Gosetup: easycomplexity 2/5

go-github is a library written in Go that lets developers talk to GitHub's official API from their own programs. If you are building a tool that needs to read repositories, manage issues, list organizations, or do anything else that GitHub's website does, this library gives you a ready-made set of functions to do that without writing the low-level networking code yourself.

The library is maintained by Google and covers a large portion of GitHub's REST API (version 3). It organizes the API into logical groups, so functions for working with repositories are in one place, functions for organizations are in another, and so on. This mirrors how GitHub's own documentation is structured, making it easier to find what you need.

Authentication is built in. You can connect as a regular user by providing a personal access token, or you can connect as a GitHub App, which is a special kind of automated account that acts on behalf of an installation. The README shows examples of both approaches using third-party helper packages.
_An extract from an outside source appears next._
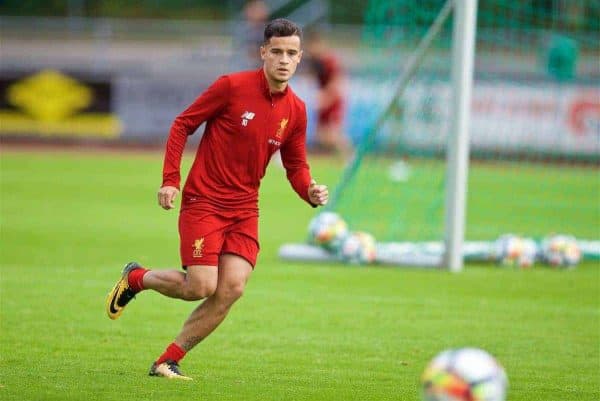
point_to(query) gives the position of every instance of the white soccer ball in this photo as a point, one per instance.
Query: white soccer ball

The library also handles GitHub's rate limiting. GitHub restricts how many requests any client can make in a given window of time. go-github exposes the rate limit information from every API response so your program can check how close it is to the limit and slow down or wait before sending more requests. There is also built-in support for secondary rate limits, which apply to specific actions like creating content too quickly.

Additional features include automatic pagination for endpoints that return long lists, support for GitHub's conditional request system (which saves bandwidth by skipping responses that have not changed), and a scrubber that can remove sensitive tokens from logs. The library follows Go's standard module system, so adding it to a project is a single command.